07/JUN 2026
Jornalista responsável: Marcos Santos

Deputado Delegado Pablo tem bens sequestrados pela Justiça Federal do Amazonas

Publicado em 24 de julho, 2020

Deputado Delegado Pablo

Deputado Delegado Pablo fez vídeo, após operação de busca e apreensão, prometendo provar a inocência

O deputado federal Pablo Oliva Souza (PSL-AM), que usa o nome político de Delegado Pablo, sofreu sequestro de imóveis pela Justiça Federal do Amazonas. A notícia está no jornal Folha de São Paulo, em reportagem dos jornalistas Mariana Carneiro, Guilherme Seto e Nathalia Garcia. Eleito com forte apelo à onda bolsonarista, ele é acusado de corrupção passiva, crime contra a ordem tributária e lavagem de dinheiro.

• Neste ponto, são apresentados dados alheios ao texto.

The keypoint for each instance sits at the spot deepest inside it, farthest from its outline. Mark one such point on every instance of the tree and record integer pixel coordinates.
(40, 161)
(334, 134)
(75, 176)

A reportagem afirma que a investigação, feita pela Polícia Federal (PF), onde Pablo é delegado licenciado, atestou que ele fez um contrato de venda de imóvel, da empresa Só Mudas, em nome da mãe dele, na estação de trabalho no órgão. Os fatos foram registrados em 2011 e 2012 e, por isso, não foram alcançados pela imunidade parlamentar. O mandato do deputado iniciou somente em 2019 e vai até 2022.

Pablo foi alvo, em maio, de uma ação de busca e apreensão. A reportagem da Folha revela que a Só Mudas, empresa vendida pela mãe dele, por R$ 500 mil, não tinha “qualquer indício de atividades que justificassem o valor, como vínculos empregatícios, ponto comercial ou clientes”. O negócio teria ocorrido apenas para destinar valores ilícitos ao agora deputado federal.

 

Contrato feito na PF

A PF, durante busca e apreensão realizada em maio, constatou que o contrato para venda da empresa foi feito na estação de trabalho do então delegado, na Superintendência da PF no Amazonas. Pierre Oliva, médico e irmão do deputado, permaneceu como sócio da empresa.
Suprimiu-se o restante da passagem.